RE: RAC interconnect packet size??
Date: Wed, 22 Apr 2009 10:04:50 -0400
I hear what you're saying, but, because the LMS processes were by far the biggest CPU hogs, I was thinking that the overhead of breaking down and reassembling packets was the primary cause of CPU starvation.
As I said, we're currently in "wait and see" mode, hoping that we've seen the last of these events. Obviously, if I see more CPU starvation, I'll have to re-think the root cause. But, as I mentioned before, enabling jumbo frames is the "right" thing to do, and there's really no downside, so....
Anyhow, we'll see what happens.
From: Tanel Poder [mailto:tanel_at_poderc.com] Sent: Wednesday, April 22, 2009 7:33 AM
To: Bobak, Mark; 'Greg Rahn'
Cc: TESTAJ3_at_nationwide.com; oracle-l_at_freelists.org Subject: RE: RAC interconnect packet size??
I haven't read the whole thread but if you're troubleshooting high waits when having CPU starvation there's one thing to remember. When you have serious CPU starvation with large CPU runqueues (long scheduling latency) then whatever increased waits you see may just be symptoms of CPU starvation (as due scheduling latency it takes longer for an Oracle process to get onto CPU to execute the "wait end" function).
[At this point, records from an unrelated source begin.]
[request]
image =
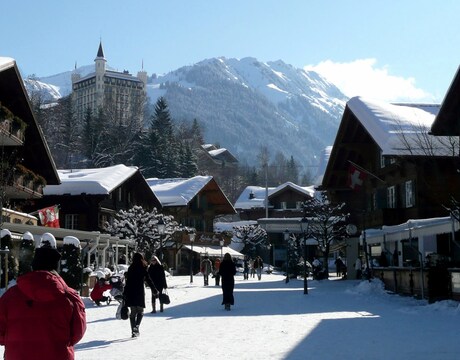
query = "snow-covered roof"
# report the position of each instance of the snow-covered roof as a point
(399, 129)
(217, 151)
(177, 192)
(98, 181)
(253, 197)
(6, 62)
(307, 190)
(412, 229)
(214, 250)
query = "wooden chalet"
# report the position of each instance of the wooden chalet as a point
(282, 211)
(389, 171)
(196, 203)
(26, 163)
(88, 198)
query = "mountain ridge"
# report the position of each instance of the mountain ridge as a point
(244, 104)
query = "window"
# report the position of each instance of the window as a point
(409, 191)
(71, 221)
(391, 197)
(374, 204)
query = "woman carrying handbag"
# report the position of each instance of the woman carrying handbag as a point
(158, 276)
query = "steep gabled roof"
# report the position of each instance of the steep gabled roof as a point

Of course if your LMS processes normally don't use as much CPU you might have something there. Otherwise just see what are all these sessions doing who try to be on CPU (from ASH or some other form of v$session history) and how it differs from a normal situation. Things like whether the exec plan of the prevalent SQL_ID executed then is the same as usual etc.
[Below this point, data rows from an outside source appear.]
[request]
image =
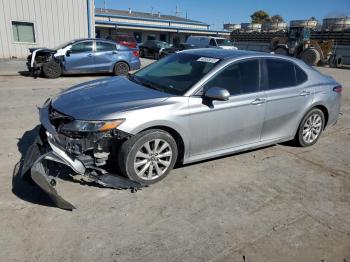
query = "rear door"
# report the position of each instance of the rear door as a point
(220, 125)
(80, 58)
(287, 94)
(105, 56)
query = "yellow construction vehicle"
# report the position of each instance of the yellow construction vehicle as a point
(299, 44)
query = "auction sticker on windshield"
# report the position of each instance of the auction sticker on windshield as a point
(208, 59)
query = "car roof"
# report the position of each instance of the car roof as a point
(232, 54)
(92, 39)
(221, 53)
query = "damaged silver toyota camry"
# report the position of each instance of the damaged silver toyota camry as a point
(130, 131)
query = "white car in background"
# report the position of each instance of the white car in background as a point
(209, 41)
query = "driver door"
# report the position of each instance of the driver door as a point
(80, 58)
(219, 125)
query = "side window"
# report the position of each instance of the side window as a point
(23, 32)
(212, 42)
(103, 46)
(300, 75)
(281, 73)
(82, 47)
(238, 78)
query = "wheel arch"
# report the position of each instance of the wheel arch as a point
(119, 61)
(178, 139)
(122, 60)
(325, 112)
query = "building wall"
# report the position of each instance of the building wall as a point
(112, 31)
(55, 22)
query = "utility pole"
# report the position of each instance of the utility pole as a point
(177, 12)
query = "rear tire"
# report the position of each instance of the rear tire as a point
(52, 69)
(121, 68)
(148, 157)
(310, 128)
(142, 53)
(311, 56)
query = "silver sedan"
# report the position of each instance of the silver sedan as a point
(189, 106)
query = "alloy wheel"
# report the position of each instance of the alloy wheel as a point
(312, 128)
(153, 159)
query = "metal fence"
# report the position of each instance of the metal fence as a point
(343, 50)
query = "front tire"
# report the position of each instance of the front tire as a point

> -----Original Message-----
> From: oracle-l-bounce_at_freelists.org
> [mailto:oracle-l-bounce_at_freelists.org] On Behalf Of Bobak, Mark
> Sent: 22 April 2009 14:26
> To: Greg Rahn
> Cc: TESTAJ3_at_nationwide.com; oracle-l_at_freelists.org
> Subject: RE: RAC interconnect packet size??
> Hi Greg,
> I agree. Allow me to describe what we were seeing:
> - CPU spikes w/ run queues going into the 20s, very low or
> no %wait for I/O, 0% idle
> - Looking at V$SESSION_WAIT, lots of waits on gc wait events
> - up to four LMS processes, burning CPU like crazy
> (all this on a three node RAC of DL-585s, 4 dual core CPUs per node)
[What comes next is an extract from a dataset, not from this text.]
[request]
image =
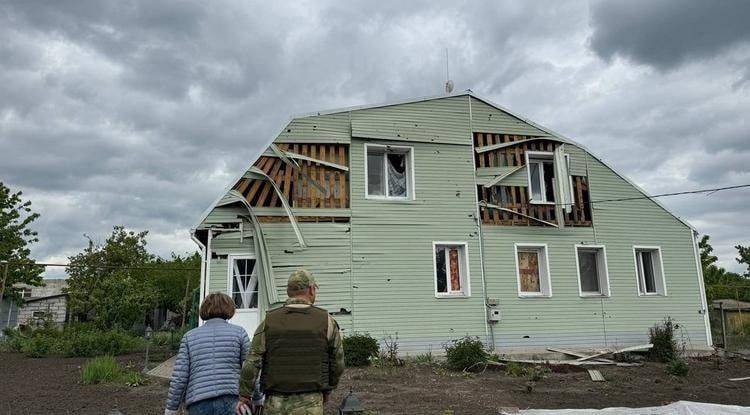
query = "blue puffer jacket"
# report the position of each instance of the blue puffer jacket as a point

> The above seemed to be consistent with a system w/ a busy
> interconnect and no jumbo frames configured.
> Only time will tell whether enabling jumbo frames actually
> solved the problem.
> One other thing, assuming that all your hardware (all NICs
> and interconnect switches) supports a jumbo frame
> configuration, there should really be no downside to enabling them.